APELAÇÃO CÍVEL Nº 0020180-02.2010.4.03.6100/SP
2010.61.00.020180-2/SP
RELATOR : Desembargador Federal JOHONSOM DI SALVO
APELANTE : ABDIAS LIMA DE SOUZA
ADVOGADO : SP254986B ITALO BRUNO DE AVILA e outro(a)
APELADO(A) : Instituto Brasileiro do Meio Ambiente e dos Recursos Naturais Renovaveis IBAMA
ADVOGADO : SP163587 EDUARDO DE ALMEIDA FERRARI e outro(a)
No. ORIG. : 00201800220104036100 10 Vr SAO PAULO/SP

RELATÓRIO

Trata-se de recurso de agravo interposto pelo INSTITUTO BRASILEIRO DO MEIO AMBIENTE E DOS RECURSOS RENOVÁVEIS - IBAMA nos termos do art. 1.021 do CPC/15, contra decisão monocrática que não conheceu do agravo retido e deu provimento à apelação, com fulcro no art. 557, § 1º-A, do CPC/73.
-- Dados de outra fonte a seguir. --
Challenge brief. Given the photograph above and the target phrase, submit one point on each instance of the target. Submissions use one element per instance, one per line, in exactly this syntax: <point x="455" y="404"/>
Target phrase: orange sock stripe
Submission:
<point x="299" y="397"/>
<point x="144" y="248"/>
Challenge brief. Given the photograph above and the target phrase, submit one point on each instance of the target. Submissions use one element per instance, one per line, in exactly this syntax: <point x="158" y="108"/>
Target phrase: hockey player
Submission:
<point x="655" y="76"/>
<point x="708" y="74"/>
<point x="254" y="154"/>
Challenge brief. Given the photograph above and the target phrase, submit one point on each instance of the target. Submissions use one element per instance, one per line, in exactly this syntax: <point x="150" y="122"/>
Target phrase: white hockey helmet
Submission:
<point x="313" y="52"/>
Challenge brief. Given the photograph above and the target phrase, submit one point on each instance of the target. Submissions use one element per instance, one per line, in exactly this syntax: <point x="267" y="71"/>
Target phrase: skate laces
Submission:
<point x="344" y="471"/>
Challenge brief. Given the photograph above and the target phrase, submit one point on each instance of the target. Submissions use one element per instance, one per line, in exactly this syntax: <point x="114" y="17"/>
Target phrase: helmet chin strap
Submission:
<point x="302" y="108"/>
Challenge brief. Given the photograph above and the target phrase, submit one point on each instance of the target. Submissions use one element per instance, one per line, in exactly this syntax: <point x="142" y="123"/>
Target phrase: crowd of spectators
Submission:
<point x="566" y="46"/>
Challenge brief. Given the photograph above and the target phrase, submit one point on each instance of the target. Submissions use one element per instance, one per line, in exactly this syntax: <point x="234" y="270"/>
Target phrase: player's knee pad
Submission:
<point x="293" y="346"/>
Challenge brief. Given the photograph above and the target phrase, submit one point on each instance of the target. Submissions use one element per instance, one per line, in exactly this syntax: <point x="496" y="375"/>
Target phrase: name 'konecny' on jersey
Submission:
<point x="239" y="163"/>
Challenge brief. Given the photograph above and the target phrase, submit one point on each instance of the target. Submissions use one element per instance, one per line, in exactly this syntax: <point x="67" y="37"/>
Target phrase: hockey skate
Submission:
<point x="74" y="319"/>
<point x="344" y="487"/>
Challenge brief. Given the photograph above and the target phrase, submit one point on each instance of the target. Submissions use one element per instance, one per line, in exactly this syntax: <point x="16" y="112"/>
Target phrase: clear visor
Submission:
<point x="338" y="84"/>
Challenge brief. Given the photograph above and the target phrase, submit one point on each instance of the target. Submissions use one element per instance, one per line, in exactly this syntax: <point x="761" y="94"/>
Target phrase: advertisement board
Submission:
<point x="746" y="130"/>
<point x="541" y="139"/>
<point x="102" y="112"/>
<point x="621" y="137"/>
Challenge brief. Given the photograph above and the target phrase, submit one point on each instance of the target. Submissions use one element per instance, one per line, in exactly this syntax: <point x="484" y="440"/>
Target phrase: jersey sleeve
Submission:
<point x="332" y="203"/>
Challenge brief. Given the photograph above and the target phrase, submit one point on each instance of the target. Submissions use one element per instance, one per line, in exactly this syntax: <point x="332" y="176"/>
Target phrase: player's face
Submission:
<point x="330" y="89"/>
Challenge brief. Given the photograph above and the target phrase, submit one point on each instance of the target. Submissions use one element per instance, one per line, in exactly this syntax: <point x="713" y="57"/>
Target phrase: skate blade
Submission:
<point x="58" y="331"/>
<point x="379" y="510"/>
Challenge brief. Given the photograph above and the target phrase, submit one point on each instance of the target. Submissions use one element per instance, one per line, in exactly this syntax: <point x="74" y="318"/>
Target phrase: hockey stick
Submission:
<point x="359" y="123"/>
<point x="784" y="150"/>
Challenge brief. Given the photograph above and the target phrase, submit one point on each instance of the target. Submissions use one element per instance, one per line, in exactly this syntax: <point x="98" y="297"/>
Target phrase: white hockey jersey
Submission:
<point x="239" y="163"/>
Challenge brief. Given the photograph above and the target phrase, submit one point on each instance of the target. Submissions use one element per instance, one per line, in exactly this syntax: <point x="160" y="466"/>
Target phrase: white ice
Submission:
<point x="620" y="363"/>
A presente ação, ajuizada por Abdias Lima de Souza em face do IBAMA, objetiva ter reconhecida a posse definitiva do papagaio "Juninho". Relata o autor que a ave foi adquirida em 1998 e que desde então vive no seio de sua família, recebendo tratamento de excelente qualidade. Assevera que firmou, ainda em 2004, termo de contrato voluntário de animais silvestres com o IBAMA, que lhe concedia a posse provisória do animal; que em 2010, porém, recebeu intimação da aludida autarquia federal para que promovesse a devolução da ave. Sustenta temer pela vida do papagaio, porquanto já se encontra completamente adaptado à vida em cativeiro.


Na sentença de fls. 223/227, o MM. Juiz a quo julgou improcedente o pedido e condenou o autor ao pagamento de honorários advocatícios fixados em R$ 1.000,00 (mil reais).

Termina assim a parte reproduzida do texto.